A FAMED CRIMINOLOGIST REVEALS HIS BELIEF IN SPIRITUALISM
Cesare Lombroso (1835-1909) was an Italian criminologist and physician; although an atheist, late in his life he embraced Spiritualism, under the influence of the medium Eusapia Palladino (with whom he had a physical relationship). [NOTE: Page references below pertain to the 1988 366-page Aquarian Press edition.]
He wrote in the Preface to this 1908 book, "When, at the close of a career... I began investigations into the phenomena of spiritism and afterwards determined to publish a book on the subject, my nearest friends rose against me on every side, crying, 'You will ruin an honorable reputation...' ... But all this talk did not make me hesitate for a single moment... It seemed to me a duty that, up to the very last of the few days now remaining to me, I should unflinchingly stand my ground in the very thick of the fight... note this well, that, however doubtful each separate case may appear, in the ensemble they form such a compact web of proof as wholly to baffle the scalpel of doubt." (Pg. xv-xvi)
He admits about Eusapia Pallodino, "Many are the crafty tricks she plays, both in the state of trance, and out of it---for example, freeing one of her hands, held by the controllers, for the sake of moving objects near her... and feigning to adjust her hair and then slyly pulling out one hair and putting it over the little balance tray of a letter weigher in order to lower it... And yet her deepest grief is when she is accused of trickery during the séances---accused unjustly, too, sometimes, it must be confessed, because we are now sure that phantasmal limbs are superimposed (or added to) her own and act as their substitute, while all the time they were believed to be her own limbs detected in the act of cozening for their owner's behoof..." (Pg. 102)
Discussing the appearance of mediums in "savage tribes," he states, "Thus the pathological epilepsoid origin of the medium is attested by the universal consensus of all ancient and barbarous peoples---a consensus carried to the point of adoration of epilepsy and to the artificial creation of epileptics in order thereby to secure a prophet, who is the genius of primitive peoples." (Pg. 155)
He also concedes, "the first impression (and I have not been without it myself) is that [Spiritualism] is a question of trickery---all this medium business... Let us add that even the scientist must agree that no group of natural phenomena lends itself more readily to fraud and doubt than does that of Spiritualism.
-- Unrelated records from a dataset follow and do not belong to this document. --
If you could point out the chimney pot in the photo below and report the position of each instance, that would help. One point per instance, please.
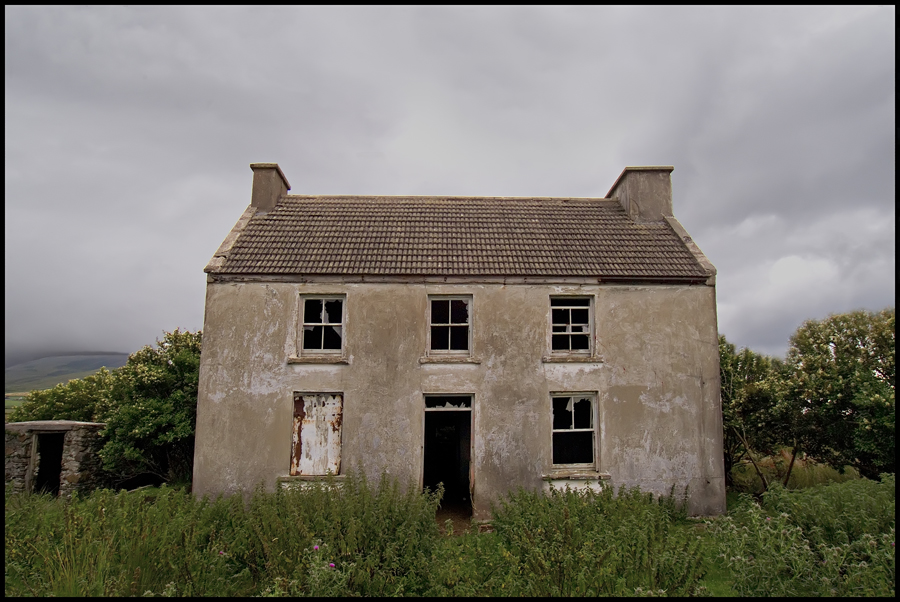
(269, 185)
(644, 192)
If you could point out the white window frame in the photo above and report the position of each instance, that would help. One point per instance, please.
(302, 352)
(595, 442)
(589, 352)
(449, 352)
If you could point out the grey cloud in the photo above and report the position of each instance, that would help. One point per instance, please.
(129, 132)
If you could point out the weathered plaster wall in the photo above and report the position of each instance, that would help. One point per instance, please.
(656, 379)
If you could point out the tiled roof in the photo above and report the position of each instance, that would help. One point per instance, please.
(457, 236)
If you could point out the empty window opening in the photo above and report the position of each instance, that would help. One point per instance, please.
(450, 324)
(573, 430)
(49, 469)
(316, 436)
(571, 324)
(448, 402)
(323, 320)
(448, 443)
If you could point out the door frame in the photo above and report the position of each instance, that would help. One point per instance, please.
(471, 410)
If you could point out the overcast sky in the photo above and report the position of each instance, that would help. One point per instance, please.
(129, 134)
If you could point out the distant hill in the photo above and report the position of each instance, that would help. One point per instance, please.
(48, 372)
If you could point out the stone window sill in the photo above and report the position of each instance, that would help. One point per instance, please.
(316, 477)
(572, 359)
(318, 359)
(448, 359)
(577, 475)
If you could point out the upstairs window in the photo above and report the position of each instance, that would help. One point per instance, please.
(573, 430)
(323, 324)
(450, 325)
(571, 325)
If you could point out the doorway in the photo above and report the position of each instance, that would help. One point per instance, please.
(448, 444)
(49, 446)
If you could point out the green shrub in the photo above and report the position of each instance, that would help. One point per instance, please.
(823, 541)
(379, 540)
(582, 543)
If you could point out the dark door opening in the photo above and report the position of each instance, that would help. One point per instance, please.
(448, 436)
(50, 465)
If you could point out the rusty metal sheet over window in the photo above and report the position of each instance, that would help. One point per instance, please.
(316, 435)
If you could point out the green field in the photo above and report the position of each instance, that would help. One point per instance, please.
(48, 372)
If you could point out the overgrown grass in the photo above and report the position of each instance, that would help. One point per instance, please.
(830, 540)
(367, 539)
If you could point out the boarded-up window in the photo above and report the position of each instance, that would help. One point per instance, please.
(316, 440)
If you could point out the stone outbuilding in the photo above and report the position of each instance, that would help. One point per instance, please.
(486, 343)
(53, 456)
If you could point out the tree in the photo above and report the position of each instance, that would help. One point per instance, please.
(839, 390)
(151, 410)
(749, 388)
(149, 406)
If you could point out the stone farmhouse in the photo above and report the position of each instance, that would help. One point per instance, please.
(485, 343)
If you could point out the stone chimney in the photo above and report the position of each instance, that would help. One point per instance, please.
(269, 185)
(644, 192)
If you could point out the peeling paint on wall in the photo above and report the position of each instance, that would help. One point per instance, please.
(316, 440)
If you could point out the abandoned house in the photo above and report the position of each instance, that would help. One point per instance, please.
(486, 343)
(53, 456)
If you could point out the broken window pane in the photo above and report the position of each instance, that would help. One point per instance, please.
(583, 414)
(333, 311)
(570, 302)
(312, 311)
(322, 324)
(459, 311)
(312, 337)
(580, 342)
(332, 338)
(440, 311)
(562, 415)
(459, 338)
(573, 448)
(448, 401)
(560, 342)
(440, 337)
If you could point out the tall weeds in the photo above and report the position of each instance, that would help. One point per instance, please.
(832, 540)
(582, 543)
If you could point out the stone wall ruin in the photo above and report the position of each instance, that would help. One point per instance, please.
(53, 456)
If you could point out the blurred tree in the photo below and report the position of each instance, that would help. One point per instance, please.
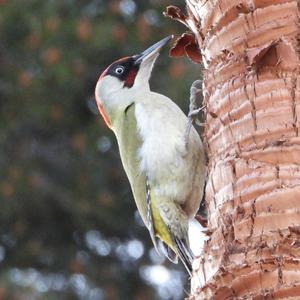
(69, 227)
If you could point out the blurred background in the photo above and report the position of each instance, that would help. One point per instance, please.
(69, 228)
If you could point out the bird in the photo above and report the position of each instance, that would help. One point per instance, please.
(165, 166)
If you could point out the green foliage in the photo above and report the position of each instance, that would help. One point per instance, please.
(69, 228)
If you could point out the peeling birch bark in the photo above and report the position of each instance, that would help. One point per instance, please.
(250, 51)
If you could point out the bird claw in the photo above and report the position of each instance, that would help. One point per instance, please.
(194, 109)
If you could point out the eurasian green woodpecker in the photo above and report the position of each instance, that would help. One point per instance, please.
(165, 167)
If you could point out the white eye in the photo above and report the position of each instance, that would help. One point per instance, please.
(119, 70)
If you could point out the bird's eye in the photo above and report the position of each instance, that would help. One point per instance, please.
(119, 70)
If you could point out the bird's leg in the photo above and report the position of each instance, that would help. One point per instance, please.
(194, 109)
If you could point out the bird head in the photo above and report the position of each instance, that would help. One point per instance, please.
(124, 80)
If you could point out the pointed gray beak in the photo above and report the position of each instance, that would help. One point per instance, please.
(149, 52)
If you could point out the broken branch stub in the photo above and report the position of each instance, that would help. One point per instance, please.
(186, 45)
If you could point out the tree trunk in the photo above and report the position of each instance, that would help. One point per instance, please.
(251, 88)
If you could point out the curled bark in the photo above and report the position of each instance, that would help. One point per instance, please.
(250, 51)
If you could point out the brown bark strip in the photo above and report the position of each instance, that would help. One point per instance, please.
(250, 51)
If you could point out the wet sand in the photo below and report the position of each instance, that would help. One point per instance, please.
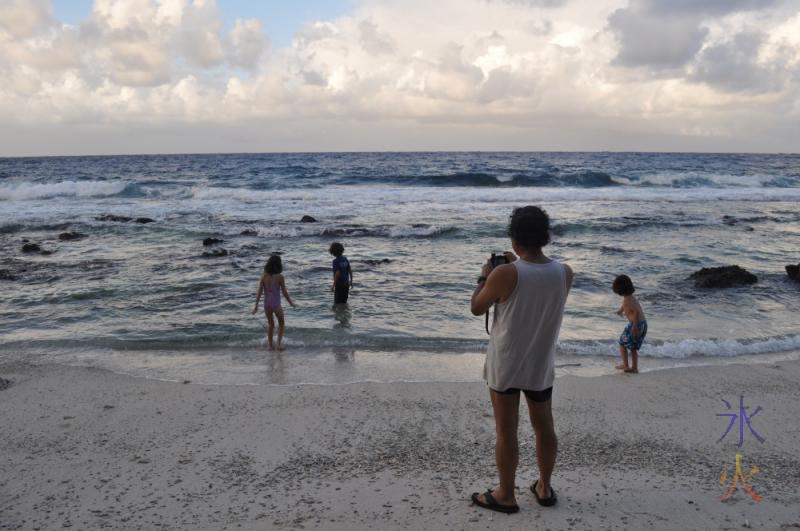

Because, in the first place, all the rarest and most important occurrences always take place in obscurity, and no experimenter can receive as proved truth events which take place in the dark where they cannot be well controlled and observed." (Pg. 304-305)
He asserts, "It is certain that the spirits of the dead exhibit the personal peculiarities they had when living, only in a more conspicuous way." (Pg. 344)
This book will be of keen interest to anyone studying the history of Spiritualism.